Am Fam Physician. 1998;57(11):2848
Patients with intravenous catheters may experience phlebitis, catheter-related infections and obstruction of the catheter. In 1981, the Centers for Disease Control and Prevention (CDC) recommended routine replacement of peripheral intravenous catheters every 48 to 72 hours “because of a sharp increase in the rate of infection after this length of time.” Guidelines from the CDC in 1996 continued to recommend rotating catheter sites at 48- to 72-hour intervals. Bregenzer and colleagues evaluated the risks associated with leaving peripheral intravenous catheters in place for as long as they are needed.
A total of 451 patients were enrolled in the study, and 609 catheters that were left in place for one to 28 days were evaluated. The study population included consecutive patients in surgical and medical intensive care units. No disinfection was allowed before removal of the catheter to prevent false-negative results. On removal, the catheter was sent for laboratory analysis.
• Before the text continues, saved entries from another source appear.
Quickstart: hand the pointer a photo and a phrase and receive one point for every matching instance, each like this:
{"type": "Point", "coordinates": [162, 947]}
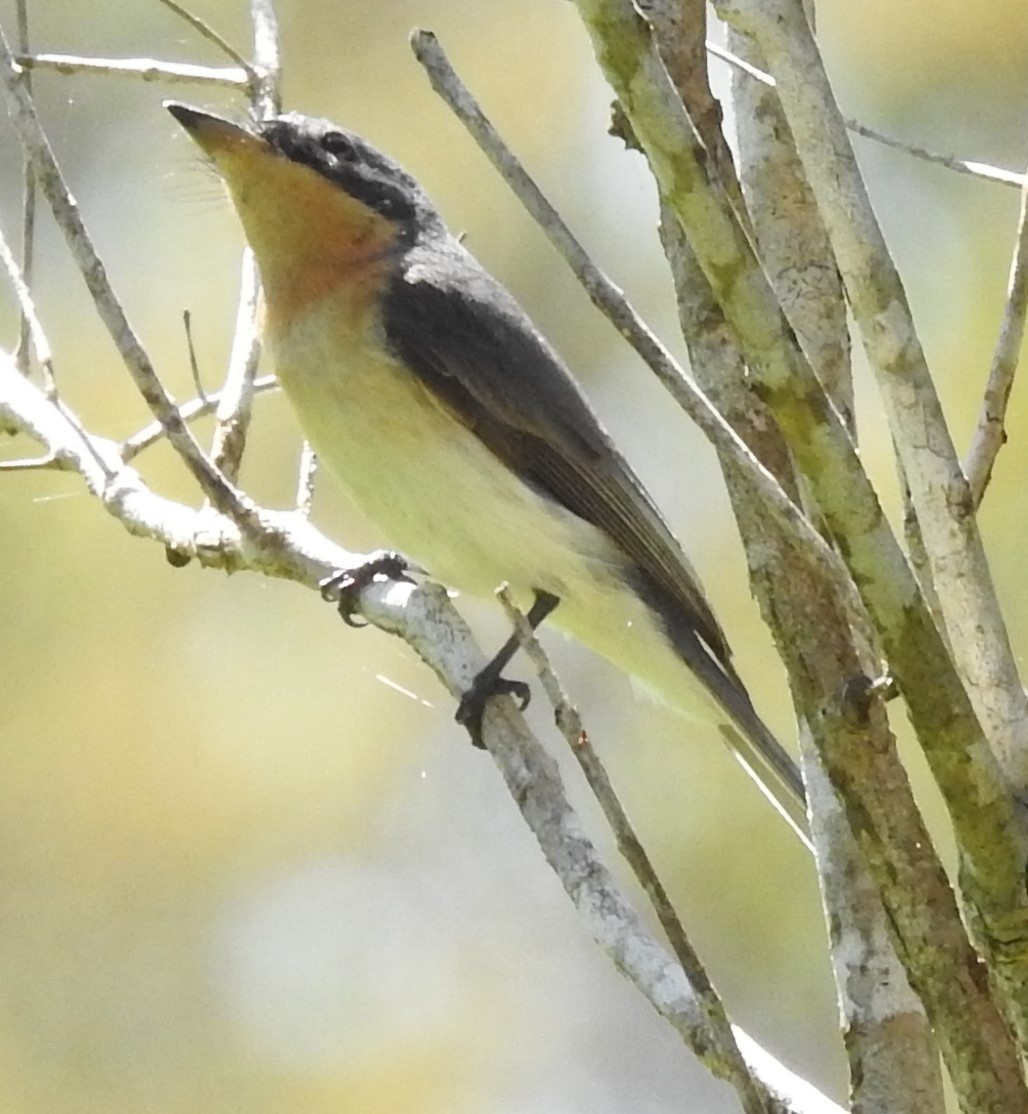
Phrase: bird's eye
{"type": "Point", "coordinates": [341, 146]}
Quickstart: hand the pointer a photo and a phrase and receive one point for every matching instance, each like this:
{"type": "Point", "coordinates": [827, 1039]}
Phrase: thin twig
{"type": "Point", "coordinates": [266, 93]}
{"type": "Point", "coordinates": [191, 349]}
{"type": "Point", "coordinates": [146, 69]}
{"type": "Point", "coordinates": [28, 224]}
{"type": "Point", "coordinates": [208, 32]}
{"type": "Point", "coordinates": [733, 1066]}
{"type": "Point", "coordinates": [950, 162]}
{"type": "Point", "coordinates": [50, 179]}
{"type": "Point", "coordinates": [188, 411]}
{"type": "Point", "coordinates": [422, 615]}
{"type": "Point", "coordinates": [990, 433]}
{"type": "Point", "coordinates": [305, 480]}
{"type": "Point", "coordinates": [616, 308]}
{"type": "Point", "coordinates": [235, 408]}
{"type": "Point", "coordinates": [31, 325]}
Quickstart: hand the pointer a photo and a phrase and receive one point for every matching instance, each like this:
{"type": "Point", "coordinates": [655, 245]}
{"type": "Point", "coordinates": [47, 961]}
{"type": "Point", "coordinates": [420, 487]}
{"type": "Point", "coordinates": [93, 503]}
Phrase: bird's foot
{"type": "Point", "coordinates": [343, 588]}
{"type": "Point", "coordinates": [487, 684]}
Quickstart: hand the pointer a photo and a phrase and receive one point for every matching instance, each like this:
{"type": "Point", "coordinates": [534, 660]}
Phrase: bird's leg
{"type": "Point", "coordinates": [489, 683]}
{"type": "Point", "coordinates": [343, 588]}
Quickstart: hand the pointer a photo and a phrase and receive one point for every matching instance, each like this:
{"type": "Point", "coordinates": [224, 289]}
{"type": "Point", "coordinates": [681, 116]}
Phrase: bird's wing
{"type": "Point", "coordinates": [476, 350]}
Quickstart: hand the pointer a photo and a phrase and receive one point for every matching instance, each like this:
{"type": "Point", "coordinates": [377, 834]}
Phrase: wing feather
{"type": "Point", "coordinates": [477, 351]}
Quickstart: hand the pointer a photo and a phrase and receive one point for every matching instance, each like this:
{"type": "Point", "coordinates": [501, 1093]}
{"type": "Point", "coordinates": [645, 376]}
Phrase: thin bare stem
{"type": "Point", "coordinates": [50, 181]}
{"type": "Point", "coordinates": [145, 69]}
{"type": "Point", "coordinates": [950, 162]}
{"type": "Point", "coordinates": [267, 59]}
{"type": "Point", "coordinates": [733, 1066]}
{"type": "Point", "coordinates": [208, 32]}
{"type": "Point", "coordinates": [615, 306]}
{"type": "Point", "coordinates": [188, 411]}
{"type": "Point", "coordinates": [28, 223]}
{"type": "Point", "coordinates": [31, 325]}
{"type": "Point", "coordinates": [236, 406]}
{"type": "Point", "coordinates": [305, 480]}
{"type": "Point", "coordinates": [990, 433]}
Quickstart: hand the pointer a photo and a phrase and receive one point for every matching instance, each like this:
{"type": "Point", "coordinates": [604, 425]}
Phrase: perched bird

Clinical complications occurred with 156 catheters (25.6 percent). These complications included phlebitis (19.7 percent), catheter-related infections (6.9 percent) and obstructions (6.0 percent). No significant increase was apparent in the day-specific risk for any of the outcome variables after the second day of catheter placement. The mean duration of catheterization was 3.9 to 4.6 days for catheters with obstruction, phlebitis and positive culture results, which did not differ significantly from those without complications. A total of 223 catheters were left in place for more than three days. No catheter-related bloodstream infections occurred in the study subjects.
The authors conclude that a correlation between phlebitis and catheter infection could not be confirmed. The data suggest that the risk depends on the total number of days that a catheter is in place and not on the duration of use of a single catheter. The additional cost and discomfort for the patient do not support routine replacement.